The binding sites of DC-SIGN for carbohydrate structures have been well-defined [31]. Our data show that similar to carbohydrate structures, the binding of DNA by DC-SIGN is dependent on calcium. However, it is unclear if DC-SIGN utilizes the same binding sites for DNA as for carbohydrates. Moreover, the binding sites used for biological or synthetic DNA might differ as the poly-G sequence and phosphorothioate backbone of synthetic DNA are not present in biological DNA.

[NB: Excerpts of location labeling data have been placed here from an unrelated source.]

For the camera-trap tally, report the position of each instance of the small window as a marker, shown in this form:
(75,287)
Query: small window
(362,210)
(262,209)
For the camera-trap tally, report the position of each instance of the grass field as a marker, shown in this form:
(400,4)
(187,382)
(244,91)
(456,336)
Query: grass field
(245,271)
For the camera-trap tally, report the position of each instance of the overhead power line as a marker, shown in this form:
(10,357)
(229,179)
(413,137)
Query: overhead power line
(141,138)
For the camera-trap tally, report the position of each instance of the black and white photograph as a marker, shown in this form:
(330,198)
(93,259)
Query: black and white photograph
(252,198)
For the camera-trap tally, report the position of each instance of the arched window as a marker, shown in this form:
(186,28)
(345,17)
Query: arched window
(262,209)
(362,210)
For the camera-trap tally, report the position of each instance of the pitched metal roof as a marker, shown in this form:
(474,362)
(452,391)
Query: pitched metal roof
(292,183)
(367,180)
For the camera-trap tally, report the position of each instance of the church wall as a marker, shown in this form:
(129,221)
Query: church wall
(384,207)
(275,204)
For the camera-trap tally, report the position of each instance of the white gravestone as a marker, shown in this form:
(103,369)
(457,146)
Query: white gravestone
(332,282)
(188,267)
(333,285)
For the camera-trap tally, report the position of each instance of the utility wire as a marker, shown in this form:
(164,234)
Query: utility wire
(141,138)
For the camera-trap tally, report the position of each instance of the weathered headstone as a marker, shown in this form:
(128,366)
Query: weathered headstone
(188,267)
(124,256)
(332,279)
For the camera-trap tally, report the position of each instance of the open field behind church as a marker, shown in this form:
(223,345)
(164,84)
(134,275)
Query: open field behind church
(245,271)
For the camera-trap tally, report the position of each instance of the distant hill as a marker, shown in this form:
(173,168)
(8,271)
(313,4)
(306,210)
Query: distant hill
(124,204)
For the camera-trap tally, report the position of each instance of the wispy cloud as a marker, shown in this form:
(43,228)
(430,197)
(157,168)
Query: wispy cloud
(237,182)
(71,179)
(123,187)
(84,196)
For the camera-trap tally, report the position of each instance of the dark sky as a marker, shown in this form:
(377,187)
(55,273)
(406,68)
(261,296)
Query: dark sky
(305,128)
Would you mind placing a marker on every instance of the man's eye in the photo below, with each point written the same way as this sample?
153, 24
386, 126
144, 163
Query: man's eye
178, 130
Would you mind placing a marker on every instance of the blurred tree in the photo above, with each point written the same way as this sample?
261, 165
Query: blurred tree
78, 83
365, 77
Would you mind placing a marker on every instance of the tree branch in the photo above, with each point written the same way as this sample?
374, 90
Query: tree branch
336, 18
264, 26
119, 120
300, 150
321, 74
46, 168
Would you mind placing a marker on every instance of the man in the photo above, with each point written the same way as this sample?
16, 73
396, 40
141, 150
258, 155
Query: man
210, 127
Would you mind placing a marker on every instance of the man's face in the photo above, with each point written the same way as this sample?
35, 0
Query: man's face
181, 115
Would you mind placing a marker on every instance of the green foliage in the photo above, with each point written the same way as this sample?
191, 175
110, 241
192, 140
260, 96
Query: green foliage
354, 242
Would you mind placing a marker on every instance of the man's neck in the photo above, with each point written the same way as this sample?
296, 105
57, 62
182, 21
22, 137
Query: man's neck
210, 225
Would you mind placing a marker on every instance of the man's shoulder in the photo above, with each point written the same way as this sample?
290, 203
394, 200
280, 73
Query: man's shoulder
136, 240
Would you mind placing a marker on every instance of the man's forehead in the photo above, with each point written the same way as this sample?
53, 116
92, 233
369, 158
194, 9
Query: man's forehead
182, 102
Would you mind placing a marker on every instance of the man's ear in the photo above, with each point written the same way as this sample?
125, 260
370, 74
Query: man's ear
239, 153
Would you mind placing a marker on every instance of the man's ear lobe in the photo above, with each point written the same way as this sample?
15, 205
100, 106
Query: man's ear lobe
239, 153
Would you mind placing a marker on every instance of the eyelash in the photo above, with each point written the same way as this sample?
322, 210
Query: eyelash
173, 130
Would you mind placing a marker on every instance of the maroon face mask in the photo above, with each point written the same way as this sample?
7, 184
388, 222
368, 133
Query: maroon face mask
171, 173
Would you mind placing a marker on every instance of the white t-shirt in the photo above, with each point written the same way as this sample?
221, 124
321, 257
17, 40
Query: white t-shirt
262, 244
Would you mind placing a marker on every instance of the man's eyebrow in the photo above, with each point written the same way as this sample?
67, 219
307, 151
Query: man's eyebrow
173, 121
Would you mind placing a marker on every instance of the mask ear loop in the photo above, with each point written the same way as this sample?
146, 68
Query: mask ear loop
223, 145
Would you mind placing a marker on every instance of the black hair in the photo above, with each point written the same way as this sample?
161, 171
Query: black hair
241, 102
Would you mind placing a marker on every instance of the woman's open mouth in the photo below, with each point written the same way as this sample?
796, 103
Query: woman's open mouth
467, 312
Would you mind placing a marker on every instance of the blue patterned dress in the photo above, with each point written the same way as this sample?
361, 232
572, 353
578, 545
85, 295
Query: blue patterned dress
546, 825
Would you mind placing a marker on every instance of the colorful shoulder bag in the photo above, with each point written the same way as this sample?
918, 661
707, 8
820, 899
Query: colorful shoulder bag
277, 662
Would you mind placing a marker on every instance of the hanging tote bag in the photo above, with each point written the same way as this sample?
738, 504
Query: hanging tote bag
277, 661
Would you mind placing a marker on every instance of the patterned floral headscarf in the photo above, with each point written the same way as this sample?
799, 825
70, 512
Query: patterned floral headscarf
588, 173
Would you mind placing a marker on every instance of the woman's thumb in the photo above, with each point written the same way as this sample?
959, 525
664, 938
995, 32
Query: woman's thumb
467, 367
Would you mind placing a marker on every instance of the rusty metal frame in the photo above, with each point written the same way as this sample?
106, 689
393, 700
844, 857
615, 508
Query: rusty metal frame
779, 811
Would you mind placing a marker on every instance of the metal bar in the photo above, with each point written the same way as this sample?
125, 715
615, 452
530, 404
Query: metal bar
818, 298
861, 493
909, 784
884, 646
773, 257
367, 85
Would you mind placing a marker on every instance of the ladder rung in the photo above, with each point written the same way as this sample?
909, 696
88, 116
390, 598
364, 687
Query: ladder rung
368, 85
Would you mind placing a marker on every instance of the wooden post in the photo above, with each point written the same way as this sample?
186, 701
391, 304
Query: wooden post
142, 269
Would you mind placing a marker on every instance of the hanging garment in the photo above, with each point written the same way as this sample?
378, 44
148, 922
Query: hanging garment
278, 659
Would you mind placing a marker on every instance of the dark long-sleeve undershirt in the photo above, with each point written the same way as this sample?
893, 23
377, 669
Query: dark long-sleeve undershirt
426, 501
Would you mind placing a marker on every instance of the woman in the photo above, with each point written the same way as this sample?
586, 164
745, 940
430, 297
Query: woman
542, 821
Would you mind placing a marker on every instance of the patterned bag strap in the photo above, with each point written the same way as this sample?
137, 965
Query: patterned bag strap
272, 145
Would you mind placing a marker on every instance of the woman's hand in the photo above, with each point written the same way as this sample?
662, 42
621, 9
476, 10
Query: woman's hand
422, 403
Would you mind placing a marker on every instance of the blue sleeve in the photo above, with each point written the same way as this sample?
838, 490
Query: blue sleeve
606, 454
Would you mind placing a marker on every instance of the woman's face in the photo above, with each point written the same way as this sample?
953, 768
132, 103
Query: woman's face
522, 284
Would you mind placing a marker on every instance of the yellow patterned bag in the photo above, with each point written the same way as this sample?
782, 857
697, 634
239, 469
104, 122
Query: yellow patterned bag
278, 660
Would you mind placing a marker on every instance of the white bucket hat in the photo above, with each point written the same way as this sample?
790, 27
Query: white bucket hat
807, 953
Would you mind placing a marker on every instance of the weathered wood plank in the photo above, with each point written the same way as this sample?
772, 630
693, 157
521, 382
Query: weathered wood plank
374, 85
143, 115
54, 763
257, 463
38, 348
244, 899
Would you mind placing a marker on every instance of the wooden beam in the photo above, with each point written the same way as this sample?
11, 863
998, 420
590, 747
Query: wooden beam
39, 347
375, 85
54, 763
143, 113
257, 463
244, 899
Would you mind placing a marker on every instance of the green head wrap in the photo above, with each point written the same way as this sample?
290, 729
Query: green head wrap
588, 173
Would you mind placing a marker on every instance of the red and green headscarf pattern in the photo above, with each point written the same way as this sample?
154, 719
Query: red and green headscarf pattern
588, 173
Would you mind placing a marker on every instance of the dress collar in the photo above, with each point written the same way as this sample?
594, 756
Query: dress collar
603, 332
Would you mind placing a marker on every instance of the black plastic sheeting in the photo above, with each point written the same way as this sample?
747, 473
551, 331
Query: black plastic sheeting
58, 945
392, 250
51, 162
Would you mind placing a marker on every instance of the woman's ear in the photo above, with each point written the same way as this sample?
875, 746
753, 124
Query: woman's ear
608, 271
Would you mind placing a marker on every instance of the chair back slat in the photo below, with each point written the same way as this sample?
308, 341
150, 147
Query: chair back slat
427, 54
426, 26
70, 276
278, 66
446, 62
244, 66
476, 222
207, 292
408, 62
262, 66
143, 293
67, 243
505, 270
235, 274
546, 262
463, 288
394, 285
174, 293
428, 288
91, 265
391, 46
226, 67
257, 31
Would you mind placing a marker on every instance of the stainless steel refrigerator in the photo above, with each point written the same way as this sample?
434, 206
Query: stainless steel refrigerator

Class A ODNs are characterized as strong inducers of type I IFN because they are retained for longer periods in early endosomes compared to class B and C ODN [8,9]. Indeed, we detected high levels of IFN-α in DCs in response to class A ODN stimulation and no detectable levels of IL-1β and IL-6 expression. Interestingly, microbial DNA did not induce type I IFN responses indicating that it is rapidly shuttled to lysosomes. Rapid processing of nucleic acids leads specifically to NFκB but not IRF7 activation, which could explain the lack of type I IFN responses [9].

Our data show that the responses against microbial DNA and class A ODN critically depended on CpG motifs, as human DNA or control ODN lacking CpG motifs did not induce type I IFN or cytokine responses. The importance of CpG motifs is consistent with the ligand specificity of TLR9 [27]. Indeed, silencing TLR9 strongly reduced microbial and synthetic DNA-induced responses, indicating that the responses are induced by CpG-containing DNA and not by possible contaminants. Moreover, our data show that these responses are facilitated by DC-SIGN as neutralizing antibodies and RNA interference directed against DC-SIGN significantly reduced the responses against microbial and synthetic DNA. Interestingly, in depth analysis of the monocyte-derived DC culture indicated that TLR9 expression was confined to a small fraction of CD19+ B cells while DC-SIGN was exclusively expressed by CD11c+ DCs.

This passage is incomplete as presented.